El expresidente de Estados Unidos, Donald Trump, rechazó ofrecer una disculpa pública luego de la difusión de un video con contenido considerado racista, en el que se hace referencia al exmandatario Barack Obama. La grabación generó una fuerte reacción en redes sociales y en distintos sectores políticos, que calificaron el mensaje como ofensivo y divisivo.

Ante la controversia, Trump minimizó el impacto del material y aseguró que no considera necesario retractarse. La postura fue cuestionada por líderes demócratas y organizaciones civiles, quienes señalaron que este tipo de discursos contribuyen a normalizar expresiones de discriminación y polarización social, especialmente en un contexto político ya tenso en Estados Unidos.

Especialistas en comunicación política advierten que la negativa a disculparse forma parte de una estrategia recurrente del exmandatario, quien suele capitalizar la confrontación mediática para mantener presencia pública y movilizar a su base de simpatizantes.
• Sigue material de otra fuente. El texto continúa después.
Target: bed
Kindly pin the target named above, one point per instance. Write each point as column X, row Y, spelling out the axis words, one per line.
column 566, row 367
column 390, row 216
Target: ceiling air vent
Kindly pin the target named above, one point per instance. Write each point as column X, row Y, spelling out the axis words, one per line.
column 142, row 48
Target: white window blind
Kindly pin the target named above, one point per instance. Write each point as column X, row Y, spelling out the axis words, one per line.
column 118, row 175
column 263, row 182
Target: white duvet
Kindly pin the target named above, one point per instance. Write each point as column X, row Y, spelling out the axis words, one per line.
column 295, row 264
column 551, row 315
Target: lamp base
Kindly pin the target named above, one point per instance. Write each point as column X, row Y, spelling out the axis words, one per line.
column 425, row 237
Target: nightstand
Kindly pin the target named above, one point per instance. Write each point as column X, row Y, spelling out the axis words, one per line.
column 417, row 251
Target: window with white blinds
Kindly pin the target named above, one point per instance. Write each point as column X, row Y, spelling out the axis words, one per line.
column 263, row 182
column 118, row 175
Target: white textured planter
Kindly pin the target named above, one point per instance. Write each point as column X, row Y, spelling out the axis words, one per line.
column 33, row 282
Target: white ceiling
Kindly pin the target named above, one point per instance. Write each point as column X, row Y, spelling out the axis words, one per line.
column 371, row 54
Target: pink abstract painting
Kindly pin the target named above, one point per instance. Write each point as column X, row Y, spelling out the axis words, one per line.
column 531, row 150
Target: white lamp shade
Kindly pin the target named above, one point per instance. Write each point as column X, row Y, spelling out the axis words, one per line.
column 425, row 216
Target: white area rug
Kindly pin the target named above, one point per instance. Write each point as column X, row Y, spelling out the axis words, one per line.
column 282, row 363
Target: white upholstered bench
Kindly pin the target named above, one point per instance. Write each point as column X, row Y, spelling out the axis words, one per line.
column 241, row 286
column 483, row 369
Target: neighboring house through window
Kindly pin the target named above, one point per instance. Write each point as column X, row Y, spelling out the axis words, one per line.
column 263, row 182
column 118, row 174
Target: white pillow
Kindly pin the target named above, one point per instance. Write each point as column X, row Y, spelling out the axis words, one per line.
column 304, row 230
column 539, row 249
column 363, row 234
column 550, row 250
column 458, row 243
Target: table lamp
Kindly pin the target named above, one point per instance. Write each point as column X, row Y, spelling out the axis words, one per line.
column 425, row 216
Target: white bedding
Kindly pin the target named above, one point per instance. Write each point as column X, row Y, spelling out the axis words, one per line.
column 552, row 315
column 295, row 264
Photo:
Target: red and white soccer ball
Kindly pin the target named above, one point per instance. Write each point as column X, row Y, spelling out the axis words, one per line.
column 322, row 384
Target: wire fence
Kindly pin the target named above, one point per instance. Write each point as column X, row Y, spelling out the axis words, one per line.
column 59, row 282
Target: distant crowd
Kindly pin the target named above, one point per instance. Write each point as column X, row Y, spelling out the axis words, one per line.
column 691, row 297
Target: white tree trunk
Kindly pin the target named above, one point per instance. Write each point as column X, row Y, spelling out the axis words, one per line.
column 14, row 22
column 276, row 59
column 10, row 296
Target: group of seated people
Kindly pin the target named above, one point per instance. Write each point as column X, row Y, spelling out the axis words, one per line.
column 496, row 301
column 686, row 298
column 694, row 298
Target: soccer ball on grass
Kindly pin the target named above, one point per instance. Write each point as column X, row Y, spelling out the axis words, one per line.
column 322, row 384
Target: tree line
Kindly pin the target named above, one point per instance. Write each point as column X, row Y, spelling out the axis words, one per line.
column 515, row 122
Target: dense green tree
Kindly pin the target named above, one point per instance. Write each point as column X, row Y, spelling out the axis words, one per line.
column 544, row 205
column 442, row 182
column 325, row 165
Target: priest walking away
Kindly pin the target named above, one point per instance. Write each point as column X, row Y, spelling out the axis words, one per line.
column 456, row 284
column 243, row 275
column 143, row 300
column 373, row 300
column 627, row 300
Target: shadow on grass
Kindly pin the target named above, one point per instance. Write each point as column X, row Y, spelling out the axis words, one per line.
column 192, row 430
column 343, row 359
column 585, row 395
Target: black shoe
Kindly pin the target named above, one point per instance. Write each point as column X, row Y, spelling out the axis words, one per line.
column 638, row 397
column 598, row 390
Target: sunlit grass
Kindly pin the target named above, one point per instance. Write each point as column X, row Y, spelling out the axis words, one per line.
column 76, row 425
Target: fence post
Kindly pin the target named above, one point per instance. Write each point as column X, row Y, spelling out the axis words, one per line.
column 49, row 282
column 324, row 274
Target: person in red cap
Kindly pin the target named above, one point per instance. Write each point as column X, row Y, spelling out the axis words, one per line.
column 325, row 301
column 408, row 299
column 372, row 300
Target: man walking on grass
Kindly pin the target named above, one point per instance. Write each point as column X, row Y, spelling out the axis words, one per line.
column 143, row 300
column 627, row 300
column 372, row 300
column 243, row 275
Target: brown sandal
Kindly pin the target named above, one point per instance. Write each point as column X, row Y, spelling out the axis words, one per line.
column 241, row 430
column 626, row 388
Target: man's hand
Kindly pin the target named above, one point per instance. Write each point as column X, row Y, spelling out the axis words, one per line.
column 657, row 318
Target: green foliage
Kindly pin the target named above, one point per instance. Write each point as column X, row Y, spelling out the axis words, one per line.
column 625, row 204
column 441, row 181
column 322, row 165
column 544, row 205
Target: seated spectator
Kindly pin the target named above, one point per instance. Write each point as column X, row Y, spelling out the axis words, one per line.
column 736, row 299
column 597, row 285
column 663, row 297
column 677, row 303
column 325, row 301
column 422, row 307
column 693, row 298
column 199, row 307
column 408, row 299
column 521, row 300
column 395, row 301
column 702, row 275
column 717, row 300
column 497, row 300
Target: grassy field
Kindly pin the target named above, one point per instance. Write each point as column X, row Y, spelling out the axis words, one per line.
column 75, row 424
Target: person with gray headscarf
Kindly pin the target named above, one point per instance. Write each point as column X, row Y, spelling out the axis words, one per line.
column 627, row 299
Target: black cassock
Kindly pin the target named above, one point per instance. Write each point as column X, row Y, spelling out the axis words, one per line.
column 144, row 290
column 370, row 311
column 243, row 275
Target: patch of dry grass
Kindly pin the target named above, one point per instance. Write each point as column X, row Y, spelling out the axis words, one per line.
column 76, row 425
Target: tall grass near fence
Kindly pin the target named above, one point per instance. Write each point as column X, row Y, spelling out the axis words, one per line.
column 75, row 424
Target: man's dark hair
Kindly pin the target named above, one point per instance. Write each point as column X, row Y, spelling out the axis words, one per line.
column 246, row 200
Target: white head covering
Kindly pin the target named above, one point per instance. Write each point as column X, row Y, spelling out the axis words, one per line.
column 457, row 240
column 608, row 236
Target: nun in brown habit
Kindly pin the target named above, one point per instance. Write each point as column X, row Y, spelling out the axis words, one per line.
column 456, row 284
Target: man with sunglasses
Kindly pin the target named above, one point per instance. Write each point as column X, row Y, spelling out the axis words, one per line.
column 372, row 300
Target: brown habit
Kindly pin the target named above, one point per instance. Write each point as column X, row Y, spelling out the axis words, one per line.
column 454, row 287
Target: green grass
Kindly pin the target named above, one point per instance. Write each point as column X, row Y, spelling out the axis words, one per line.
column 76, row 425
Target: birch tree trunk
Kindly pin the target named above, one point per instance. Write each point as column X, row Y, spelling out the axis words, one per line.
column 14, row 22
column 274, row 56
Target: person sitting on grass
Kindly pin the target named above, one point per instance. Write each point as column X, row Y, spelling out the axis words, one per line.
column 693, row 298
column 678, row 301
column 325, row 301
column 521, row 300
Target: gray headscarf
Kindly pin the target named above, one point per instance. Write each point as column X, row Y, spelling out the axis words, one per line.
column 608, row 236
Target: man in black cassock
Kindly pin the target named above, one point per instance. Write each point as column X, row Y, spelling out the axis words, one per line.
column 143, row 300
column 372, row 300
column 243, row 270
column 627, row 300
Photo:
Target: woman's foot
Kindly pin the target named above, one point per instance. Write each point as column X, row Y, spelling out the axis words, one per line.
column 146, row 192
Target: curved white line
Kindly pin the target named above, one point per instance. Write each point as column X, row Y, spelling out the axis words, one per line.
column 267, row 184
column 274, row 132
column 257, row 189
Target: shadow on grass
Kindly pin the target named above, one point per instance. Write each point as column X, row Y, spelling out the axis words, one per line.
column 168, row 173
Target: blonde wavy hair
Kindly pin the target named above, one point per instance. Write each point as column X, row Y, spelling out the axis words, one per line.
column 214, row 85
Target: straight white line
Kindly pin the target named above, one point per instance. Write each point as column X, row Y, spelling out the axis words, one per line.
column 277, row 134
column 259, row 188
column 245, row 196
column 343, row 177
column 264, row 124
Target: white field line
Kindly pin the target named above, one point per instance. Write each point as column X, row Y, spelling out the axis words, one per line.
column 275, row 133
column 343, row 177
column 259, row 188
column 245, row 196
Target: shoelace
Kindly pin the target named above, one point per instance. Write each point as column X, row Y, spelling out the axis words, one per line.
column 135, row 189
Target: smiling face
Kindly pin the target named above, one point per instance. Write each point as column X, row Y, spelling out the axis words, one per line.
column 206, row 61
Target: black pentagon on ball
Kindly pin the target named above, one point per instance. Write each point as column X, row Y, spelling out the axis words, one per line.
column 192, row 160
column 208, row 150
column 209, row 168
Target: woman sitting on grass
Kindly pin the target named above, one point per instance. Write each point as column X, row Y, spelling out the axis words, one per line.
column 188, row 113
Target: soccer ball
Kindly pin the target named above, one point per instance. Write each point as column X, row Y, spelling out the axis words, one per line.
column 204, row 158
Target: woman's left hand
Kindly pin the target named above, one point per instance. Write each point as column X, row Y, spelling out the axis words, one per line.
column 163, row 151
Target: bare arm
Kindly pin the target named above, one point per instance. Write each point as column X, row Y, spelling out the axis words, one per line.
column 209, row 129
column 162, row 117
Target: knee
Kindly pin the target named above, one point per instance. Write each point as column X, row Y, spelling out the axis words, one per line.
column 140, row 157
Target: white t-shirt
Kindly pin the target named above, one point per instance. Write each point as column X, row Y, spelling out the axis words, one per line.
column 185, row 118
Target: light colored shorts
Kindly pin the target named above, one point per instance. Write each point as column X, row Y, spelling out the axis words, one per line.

Datos de encuestas recientes muestran que el discurso de Trump continúa generando respaldo entre un sector del electorado, al tiempo que profundiza el rechazo en otros grupos.

El episodio se suma a una larga lista de controversias que han marcado la trayectoria política de Trump, particularmente en temas relacionados con el racismo y el lenguaje político, los cuales han sido objeto de debate tanto a nivel nacional como internacional.